En
realidad existía sólo un camino seguro para ir hacia donde César se dirigía: el
camino del mando militar. Pero antes de que pudiera llegar legalmente a general
de uno de los ejércitos de Roma, tendría que ascender por lo menos a pretor, y
para asegurarse de que lo eligieran como uno de esos ocho hombres que
supervisan los tribunales y el sistema de justicia, hacía falta pasar los siguientes
seis años en la ciudad.
Solicitando el voto, haciendo propaganda electoral,
luchando por adaptarse a la caótica escena política, procurando que su persona
se mantuviese en primer plano, acumulando influencia, poder, clientes, el apoyo
de caballeros pertenecientes a la esfera del comercio, de seguidores de todas
clases. Tal como él era y únicamente por sí mismo, no como miembro de los boni
o de cualquier otro grupo, que insistían en que sus miembros pensaran todos
igual, o mejor, que no se molestasen en pensar en absoluto.
Aunque
la ambición de César iba mucho más allá de ser el líder de su propia facción;
quería convertirse en una institución llamada el Primer Hombre de Roma.

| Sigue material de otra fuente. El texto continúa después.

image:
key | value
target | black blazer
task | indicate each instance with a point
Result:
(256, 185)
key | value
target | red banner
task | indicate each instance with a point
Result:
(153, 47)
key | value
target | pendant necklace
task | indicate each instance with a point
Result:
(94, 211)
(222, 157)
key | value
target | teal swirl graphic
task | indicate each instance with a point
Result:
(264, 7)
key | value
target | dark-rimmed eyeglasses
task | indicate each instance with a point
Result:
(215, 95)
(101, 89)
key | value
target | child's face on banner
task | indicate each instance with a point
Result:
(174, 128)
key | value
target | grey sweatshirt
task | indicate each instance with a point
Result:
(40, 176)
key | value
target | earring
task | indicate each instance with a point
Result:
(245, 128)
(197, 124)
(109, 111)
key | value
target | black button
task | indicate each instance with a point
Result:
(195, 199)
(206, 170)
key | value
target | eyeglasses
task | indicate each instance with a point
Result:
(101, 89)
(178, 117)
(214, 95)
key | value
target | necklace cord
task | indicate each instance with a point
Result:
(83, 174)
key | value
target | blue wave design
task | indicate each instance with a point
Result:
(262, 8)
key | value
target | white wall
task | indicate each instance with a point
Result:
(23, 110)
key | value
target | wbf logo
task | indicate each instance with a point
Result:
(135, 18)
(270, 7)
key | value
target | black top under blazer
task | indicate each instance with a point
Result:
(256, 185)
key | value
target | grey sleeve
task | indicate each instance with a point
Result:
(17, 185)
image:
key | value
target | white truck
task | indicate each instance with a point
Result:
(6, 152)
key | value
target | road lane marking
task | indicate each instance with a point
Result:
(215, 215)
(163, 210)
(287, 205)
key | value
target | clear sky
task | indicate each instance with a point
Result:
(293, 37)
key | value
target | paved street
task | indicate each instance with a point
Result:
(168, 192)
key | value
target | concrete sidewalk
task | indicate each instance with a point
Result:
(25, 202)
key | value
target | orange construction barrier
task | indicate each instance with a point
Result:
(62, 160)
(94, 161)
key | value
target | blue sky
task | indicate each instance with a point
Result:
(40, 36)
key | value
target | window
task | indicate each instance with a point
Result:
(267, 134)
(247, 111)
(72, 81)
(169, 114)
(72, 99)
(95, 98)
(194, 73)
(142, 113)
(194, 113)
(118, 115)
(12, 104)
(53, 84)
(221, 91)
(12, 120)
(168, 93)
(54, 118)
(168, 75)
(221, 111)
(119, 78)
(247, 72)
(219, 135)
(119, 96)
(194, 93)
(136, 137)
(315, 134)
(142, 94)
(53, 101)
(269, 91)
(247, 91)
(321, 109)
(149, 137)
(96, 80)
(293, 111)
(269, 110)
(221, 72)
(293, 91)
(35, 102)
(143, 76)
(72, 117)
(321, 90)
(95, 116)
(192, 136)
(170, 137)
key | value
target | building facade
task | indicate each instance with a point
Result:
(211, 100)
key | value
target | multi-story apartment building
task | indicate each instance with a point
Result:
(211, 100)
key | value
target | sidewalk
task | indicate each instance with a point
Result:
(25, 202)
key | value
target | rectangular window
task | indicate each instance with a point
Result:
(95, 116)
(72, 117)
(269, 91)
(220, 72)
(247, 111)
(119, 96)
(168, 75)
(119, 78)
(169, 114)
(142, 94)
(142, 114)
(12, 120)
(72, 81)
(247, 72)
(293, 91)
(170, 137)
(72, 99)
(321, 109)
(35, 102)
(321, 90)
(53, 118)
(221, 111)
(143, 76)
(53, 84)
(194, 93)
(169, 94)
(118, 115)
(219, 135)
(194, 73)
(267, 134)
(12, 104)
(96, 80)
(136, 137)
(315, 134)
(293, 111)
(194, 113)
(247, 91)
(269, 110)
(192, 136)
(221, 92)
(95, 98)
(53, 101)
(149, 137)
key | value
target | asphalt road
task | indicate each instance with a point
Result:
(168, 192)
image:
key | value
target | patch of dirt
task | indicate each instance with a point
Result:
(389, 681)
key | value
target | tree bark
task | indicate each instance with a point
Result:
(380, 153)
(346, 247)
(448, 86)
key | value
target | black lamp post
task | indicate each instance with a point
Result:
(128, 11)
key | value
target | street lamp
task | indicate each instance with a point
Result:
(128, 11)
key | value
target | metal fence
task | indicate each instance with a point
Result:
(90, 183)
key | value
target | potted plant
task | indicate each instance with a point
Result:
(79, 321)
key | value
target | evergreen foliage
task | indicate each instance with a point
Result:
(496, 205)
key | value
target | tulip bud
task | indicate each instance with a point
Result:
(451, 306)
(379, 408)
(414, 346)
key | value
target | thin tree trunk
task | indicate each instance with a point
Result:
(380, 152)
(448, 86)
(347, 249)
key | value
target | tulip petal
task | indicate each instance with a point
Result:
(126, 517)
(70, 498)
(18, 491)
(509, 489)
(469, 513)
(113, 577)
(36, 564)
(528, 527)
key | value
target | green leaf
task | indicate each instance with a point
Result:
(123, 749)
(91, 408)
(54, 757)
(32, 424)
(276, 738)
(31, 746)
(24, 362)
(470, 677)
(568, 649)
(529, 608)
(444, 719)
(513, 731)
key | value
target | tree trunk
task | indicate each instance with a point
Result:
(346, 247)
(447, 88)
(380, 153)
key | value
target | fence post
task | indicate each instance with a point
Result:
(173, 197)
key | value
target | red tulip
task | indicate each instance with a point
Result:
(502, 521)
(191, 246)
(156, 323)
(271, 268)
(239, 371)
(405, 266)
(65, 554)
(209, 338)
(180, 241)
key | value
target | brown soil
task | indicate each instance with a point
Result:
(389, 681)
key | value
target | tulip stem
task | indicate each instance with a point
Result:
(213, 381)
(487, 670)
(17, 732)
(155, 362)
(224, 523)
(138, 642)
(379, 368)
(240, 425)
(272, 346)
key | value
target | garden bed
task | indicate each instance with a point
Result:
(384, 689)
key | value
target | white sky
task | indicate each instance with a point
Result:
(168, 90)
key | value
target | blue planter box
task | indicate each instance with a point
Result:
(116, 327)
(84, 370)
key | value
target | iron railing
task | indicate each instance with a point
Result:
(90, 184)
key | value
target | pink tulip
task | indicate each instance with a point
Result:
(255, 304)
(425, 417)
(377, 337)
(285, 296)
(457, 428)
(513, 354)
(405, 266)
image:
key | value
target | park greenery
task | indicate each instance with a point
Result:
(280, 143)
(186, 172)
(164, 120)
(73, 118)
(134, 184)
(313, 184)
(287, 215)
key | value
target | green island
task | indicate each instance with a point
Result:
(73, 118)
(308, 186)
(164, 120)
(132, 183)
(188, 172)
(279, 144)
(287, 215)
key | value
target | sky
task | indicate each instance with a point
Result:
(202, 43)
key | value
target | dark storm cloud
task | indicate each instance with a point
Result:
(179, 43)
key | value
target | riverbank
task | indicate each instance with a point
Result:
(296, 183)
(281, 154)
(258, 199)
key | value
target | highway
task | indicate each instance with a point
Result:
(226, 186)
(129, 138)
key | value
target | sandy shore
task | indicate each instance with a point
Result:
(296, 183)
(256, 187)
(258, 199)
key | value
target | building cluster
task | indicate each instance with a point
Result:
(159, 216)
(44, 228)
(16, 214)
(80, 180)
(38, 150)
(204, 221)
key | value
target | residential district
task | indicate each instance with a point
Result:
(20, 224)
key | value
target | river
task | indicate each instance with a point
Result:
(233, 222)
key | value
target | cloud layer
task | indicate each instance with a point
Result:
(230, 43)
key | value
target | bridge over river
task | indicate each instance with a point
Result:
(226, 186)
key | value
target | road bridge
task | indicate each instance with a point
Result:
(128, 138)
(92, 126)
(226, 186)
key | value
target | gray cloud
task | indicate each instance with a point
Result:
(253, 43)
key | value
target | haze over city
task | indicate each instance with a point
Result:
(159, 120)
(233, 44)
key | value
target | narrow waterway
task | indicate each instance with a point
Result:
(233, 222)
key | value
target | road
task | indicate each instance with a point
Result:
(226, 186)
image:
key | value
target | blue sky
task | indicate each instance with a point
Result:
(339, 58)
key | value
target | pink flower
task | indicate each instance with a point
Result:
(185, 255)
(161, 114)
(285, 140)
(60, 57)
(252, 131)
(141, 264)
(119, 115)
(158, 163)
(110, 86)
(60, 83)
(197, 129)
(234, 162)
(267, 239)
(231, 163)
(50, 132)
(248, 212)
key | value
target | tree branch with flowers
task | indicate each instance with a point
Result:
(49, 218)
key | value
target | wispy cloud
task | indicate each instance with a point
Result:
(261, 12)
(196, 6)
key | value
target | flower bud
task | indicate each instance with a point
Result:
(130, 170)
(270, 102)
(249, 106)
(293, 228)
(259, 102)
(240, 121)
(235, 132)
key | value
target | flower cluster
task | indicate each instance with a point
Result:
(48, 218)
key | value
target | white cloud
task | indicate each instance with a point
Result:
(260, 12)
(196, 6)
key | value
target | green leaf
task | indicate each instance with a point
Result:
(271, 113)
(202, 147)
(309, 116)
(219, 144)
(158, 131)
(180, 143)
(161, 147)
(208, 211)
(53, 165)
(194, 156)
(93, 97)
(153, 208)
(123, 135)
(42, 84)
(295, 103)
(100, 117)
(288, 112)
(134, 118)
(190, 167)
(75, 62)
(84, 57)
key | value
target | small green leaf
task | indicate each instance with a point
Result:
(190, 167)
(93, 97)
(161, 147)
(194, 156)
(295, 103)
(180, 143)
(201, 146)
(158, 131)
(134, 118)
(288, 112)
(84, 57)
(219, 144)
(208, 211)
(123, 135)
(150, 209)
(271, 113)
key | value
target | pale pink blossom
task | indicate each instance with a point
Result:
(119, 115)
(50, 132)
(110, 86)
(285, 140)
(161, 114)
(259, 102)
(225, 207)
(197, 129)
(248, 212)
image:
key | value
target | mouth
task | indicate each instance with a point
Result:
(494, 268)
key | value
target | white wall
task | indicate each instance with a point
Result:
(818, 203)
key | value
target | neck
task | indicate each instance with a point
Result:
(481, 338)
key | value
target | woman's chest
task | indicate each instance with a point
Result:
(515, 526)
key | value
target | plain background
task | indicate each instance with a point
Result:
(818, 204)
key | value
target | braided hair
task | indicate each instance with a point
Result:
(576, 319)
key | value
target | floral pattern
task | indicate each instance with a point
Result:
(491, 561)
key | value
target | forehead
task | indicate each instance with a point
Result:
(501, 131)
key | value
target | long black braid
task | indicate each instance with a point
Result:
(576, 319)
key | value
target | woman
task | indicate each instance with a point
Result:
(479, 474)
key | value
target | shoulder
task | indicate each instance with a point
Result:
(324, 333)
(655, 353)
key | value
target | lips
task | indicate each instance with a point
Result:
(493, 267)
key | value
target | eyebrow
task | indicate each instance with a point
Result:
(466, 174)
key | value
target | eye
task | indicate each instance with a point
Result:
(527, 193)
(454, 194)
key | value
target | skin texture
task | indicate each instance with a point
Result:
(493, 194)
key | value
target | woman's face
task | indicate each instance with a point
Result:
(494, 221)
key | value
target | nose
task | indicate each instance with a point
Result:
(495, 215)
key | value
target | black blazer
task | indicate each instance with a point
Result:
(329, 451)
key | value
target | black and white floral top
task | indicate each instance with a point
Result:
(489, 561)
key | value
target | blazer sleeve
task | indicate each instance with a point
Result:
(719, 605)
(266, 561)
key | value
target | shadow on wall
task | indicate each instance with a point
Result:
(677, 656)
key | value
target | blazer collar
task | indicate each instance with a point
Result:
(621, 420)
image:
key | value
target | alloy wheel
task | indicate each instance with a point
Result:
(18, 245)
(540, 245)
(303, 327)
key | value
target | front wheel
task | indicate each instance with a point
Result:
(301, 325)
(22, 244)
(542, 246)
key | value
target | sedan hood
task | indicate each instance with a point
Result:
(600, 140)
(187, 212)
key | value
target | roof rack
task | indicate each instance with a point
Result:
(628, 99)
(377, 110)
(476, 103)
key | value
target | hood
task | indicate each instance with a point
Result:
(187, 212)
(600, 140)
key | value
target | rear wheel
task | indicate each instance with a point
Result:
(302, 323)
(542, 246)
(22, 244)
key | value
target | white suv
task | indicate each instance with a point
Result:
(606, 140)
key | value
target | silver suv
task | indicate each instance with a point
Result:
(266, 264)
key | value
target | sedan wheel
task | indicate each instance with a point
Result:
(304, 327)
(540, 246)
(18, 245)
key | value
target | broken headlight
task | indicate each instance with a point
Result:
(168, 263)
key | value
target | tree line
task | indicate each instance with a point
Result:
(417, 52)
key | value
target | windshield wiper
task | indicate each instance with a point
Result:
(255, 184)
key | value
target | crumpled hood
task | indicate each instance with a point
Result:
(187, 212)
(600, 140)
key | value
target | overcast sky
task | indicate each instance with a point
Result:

Primus inter pares, el primero entre iguales, el que reunía lo bueno de
todos los hombres. Quería convertirse en el que poseyera mayor auctoritas,
mayor dignitas; el Primer Hombre de Roma era la influencia
personificada. Cualquier cosa que dijera se escuchaba, y nadie podía derribarlo
porque no era ni rey ni dictador; sustentaba su posición en el más puro poder
personal, era lo que era por sí mismo, no a través de ningún cargo, y no tenía
un ejército a sus espaldas. El viejo Cayo Mario lo había hecho al estilo antiguo
al conquistar a los germanos, porque no poseía antepasados para decirles a los
hombres que merecía ser el Primer Hombre de Roma. Sila sí tenía antepasados,
pero no se ganó el título porque hizo de sí mismo un dictador. Simplemente era
Sila, gran aristócrata, autócrata, ganador de la impresionante corona de
hierba, general invicto. Una leyenda militar incubada en la arena política, eso
era el Primer Hombre de Roma.
Por
eso el hombre que fuera el Primer Hombre de Roma no podía pertenecer a ninguna facción;
tenía que constituir una facción él mismo, estar en primera posición en el Foro
Romano no como secuaz de nadie, sino como el más temible aliado. En la Roma de aquel
tiempo ser un patricio lo hacía más fácil, y César lo era. Sus remotos
antepasados habían sido miembros del Senado cuando éste no consistía más que en
un simple centenar de hombres que aconsejaban al rey de Roma. Antes de que Roma
existiera siquiera, sus antepasados habían sido reyes a su vez de Alba Longa,
en el monte Albano. Y antes de eso su treinta y nueve veces bisabuela había
sido la propia diosa Venus; ella era la madre de Eneas, rey de Dardania, el que
había navegado hasta la Italia latina y había fundado un nuevo reino en lo que
un día sería la sede del dominio de Roma. El hecho de provenir de tan brillante
árbol genealógico predisponía a la gente a considerar que un hombre debía ser
líder de su facción; a los romanos les gustaban los hombres con antepasados
ilustres, y cuanto más augustos fueran esos antepasados, más posibilidades
tenía un hombre de crear su propia facción.
Así
era como César comprendía que tenía que obrar desde entonces hasta el momento de
ostentar el cargo de cónsul, para el que todavía le quedaban nueve años. Tenía
que predisponer a los hombres a considerarlo digno de convertirse en el Primer
Hombre de Roma. Lo cual no significaba conciliar a sus iguales, sino dominar a
aquellos que no eran sus iguales. Sus iguales lo temerían y lo odiarían, como
ocurría con todos los que aspiraban a ser el Primer Hombre de Roma. Sus iguales
lucharían contra su ambición con uñas y dientes, sin detenerse ante nada con
tal de hacerlo caer antes de que fuera demasiado poderoso. Por eso odiaron a
Pompeyo el Grande, que se imaginaba a sí mismo el actual Primer Hombre de Roma.
Bueno, no duraría. Ese título le pertenecía a César y nada, animado o
inanimado, le impediría obtenerlo. Y lo sabía porque se conocía a sí mismo.